Mais l’éclat des yeux de Jessica était toujours aussi dur tandis qu’elle semblait regarder au-delà de la fenêtre. « Je sens la mort en ces lieux, dit-elle. Hawat a envoyé ici un bataillon de ses agents en avant-garde. Ces gardes, là-dehors, sont à lui. Et les hommes de manœuvres au débarquement également. Il y a eu récemment des prélèvements importants et inexpliqués dans le trésor. Ils ne peuvent signifier qu’une chose : la corruption aux échelons élevés. (Elle secoua la tête.) Là où va Hawat, la mort et la trahison le suivent. »
« Vous le noircissez. »
« Le noircir ? J’exalte ses mérites, plutôt. La mort et la trahison sont nos seuls espoirs désormais. Simplement, je ne me fais pas d’illusions sur ses méthodes. »
« Vous devriez… trouver quelque occupation. Ne pas vous accorder le moindre instant pour d’aussi morbides…
« M’occuper ! Mais qu’est-ce donc qui me prend la plus grande partie de mon temps, Wellington ? Je suis la secrétaire du Duc.

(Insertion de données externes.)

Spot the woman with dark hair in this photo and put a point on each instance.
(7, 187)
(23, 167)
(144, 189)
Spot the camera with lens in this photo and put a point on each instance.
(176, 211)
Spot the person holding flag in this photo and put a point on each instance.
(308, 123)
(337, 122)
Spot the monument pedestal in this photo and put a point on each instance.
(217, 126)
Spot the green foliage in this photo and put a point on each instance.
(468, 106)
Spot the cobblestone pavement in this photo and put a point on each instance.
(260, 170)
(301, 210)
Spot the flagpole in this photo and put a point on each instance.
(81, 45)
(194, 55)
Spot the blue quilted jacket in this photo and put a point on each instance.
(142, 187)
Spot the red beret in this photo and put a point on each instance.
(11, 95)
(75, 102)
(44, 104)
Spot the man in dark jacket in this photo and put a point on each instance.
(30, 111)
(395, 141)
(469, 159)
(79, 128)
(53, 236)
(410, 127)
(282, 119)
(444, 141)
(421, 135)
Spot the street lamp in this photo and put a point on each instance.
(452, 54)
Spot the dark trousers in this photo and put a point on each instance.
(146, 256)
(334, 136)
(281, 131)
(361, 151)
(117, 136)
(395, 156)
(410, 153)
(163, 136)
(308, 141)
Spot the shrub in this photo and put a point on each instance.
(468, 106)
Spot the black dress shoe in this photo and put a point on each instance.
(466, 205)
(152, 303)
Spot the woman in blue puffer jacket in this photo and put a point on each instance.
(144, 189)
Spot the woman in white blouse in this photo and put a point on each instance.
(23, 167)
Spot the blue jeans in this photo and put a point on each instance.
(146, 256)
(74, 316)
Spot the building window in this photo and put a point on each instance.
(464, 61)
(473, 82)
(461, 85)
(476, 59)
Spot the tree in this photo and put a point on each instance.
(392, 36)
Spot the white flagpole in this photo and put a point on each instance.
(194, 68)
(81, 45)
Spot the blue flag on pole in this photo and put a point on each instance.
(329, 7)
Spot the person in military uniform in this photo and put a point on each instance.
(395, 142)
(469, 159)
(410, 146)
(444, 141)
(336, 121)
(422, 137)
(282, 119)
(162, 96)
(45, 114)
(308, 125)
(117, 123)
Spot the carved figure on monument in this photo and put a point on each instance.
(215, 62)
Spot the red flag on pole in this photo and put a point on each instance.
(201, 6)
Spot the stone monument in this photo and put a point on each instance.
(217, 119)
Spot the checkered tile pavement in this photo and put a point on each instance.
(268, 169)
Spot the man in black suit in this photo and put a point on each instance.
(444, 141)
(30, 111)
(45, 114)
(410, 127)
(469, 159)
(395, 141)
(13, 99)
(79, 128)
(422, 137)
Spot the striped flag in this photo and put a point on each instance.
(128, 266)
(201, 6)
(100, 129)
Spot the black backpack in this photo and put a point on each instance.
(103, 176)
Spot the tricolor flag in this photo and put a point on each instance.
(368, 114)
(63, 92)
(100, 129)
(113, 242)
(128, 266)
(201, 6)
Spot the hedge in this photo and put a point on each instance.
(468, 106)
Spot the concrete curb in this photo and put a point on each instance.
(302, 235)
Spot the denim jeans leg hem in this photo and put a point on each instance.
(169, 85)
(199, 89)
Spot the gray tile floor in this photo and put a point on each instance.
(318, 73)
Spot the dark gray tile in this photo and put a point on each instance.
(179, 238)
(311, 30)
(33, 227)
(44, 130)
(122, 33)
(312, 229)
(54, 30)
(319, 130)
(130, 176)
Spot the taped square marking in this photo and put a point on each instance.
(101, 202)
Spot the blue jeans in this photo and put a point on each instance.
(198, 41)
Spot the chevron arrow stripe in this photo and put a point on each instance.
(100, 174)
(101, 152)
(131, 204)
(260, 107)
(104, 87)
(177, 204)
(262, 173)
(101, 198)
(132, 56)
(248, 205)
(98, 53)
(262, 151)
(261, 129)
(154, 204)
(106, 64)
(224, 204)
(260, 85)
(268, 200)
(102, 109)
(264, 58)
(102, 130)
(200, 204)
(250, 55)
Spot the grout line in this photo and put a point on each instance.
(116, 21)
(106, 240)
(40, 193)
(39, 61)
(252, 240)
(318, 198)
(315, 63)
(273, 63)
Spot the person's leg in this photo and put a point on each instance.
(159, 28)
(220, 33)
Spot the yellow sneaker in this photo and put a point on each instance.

Et je suis à tel point occupée que chaque jour j’apprends à redouter de nouvelles choses… des choses qu’il ne me soupçonne même pas de connaître. (Elle serra les lèvres et sa voix se fit ténue.) parfois, je me demande en quelle façon mon éducation Bene Gesserit s’intègre dans mon choix. »
« Que voulez-vous dire ? » Yueh était fasciné par le ton cynique de Jessica, par cette amertume que jamais encore elle ne lui avait révélée.